Huge amounts of China’s wealth were smuggled abroad before the Communist takeover in 1949 and are still stored in the safes of foreign banks waiting to be claimed: this is a myth that has been around for decades and been an inspiration for many con artists.

Today’s Beijing Times reported on a fraud case which Involves a 99-year-old man named Zhou Zhiping who is charged with fleecing the victim, a Mr Chen, of 749,000 yuan.

Zhou went on trial yesterday in a Beijing court. His advanced age makes him the “oldest suspect in Beijing on record.”

According to the prosecutors, in his dealings with Chen, Zhou had falsely claimed himself to be “Li Liejun” (李烈钧). The real Li Liejun was a revolutionary who once followed Sun Yat-sen and was later appointed by Chiang Kai-shek as the governor of Jiangxi Province. The official record shows that Li died in 1946.

Zhou and his two conspirators made up a story that before Nationalist Party’s high-level officials fled the Mainland in 1949, they had purchased a large quantity of American government bonds and deposited them in overseas banks. According to the con men, the assets, now valued at over 130 trillion U.S. dollars, had been frozen by the US government ever since. Zhou told Chen that to get the money, he needed a “key”, which consisted of a number of US dollar banknotes with consecutive serial numbers issued in 1996.

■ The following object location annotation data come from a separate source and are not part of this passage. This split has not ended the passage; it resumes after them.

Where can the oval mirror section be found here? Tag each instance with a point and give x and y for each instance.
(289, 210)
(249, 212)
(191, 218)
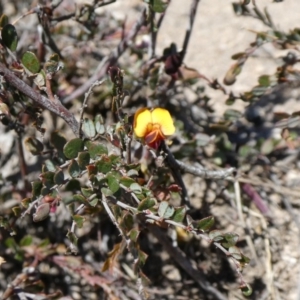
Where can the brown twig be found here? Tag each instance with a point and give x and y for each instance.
(205, 173)
(173, 164)
(54, 106)
(188, 33)
(110, 59)
(84, 104)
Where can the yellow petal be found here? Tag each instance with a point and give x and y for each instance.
(142, 119)
(162, 116)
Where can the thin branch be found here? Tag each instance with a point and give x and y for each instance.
(238, 200)
(173, 164)
(54, 106)
(190, 27)
(84, 104)
(110, 59)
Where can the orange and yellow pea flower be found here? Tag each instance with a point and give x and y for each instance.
(153, 126)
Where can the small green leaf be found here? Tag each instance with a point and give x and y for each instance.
(126, 181)
(31, 62)
(232, 115)
(127, 221)
(136, 188)
(79, 198)
(87, 192)
(73, 185)
(59, 177)
(94, 202)
(72, 148)
(134, 234)
(99, 124)
(72, 237)
(189, 221)
(9, 37)
(41, 212)
(74, 169)
(179, 214)
(26, 202)
(3, 21)
(96, 149)
(17, 210)
(216, 235)
(106, 192)
(159, 6)
(54, 57)
(50, 165)
(26, 241)
(79, 220)
(230, 101)
(47, 178)
(246, 290)
(57, 140)
(113, 183)
(51, 67)
(83, 159)
(165, 210)
(205, 223)
(235, 252)
(146, 204)
(88, 128)
(104, 165)
(33, 145)
(231, 239)
(142, 257)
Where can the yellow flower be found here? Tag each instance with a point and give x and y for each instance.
(153, 126)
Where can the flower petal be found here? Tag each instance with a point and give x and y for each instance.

Zhou and his accomplices asked Chen for money to fund their search for the “key” banknotes. He gave them cash over a period of three years before realizing that he had been had.

Chen, reportedly a Chinese-American scientist, told the Beijing Youth Daily that he was not fully convinced by Zhou’s story, though he finally decided to give him the benefit of the doubt in part because he needed to find funding for his research.

The court didn’t deliver its verdict on the case yesterday. According to the judge, if the suspect is found guilty, he could face at least ten years in prison.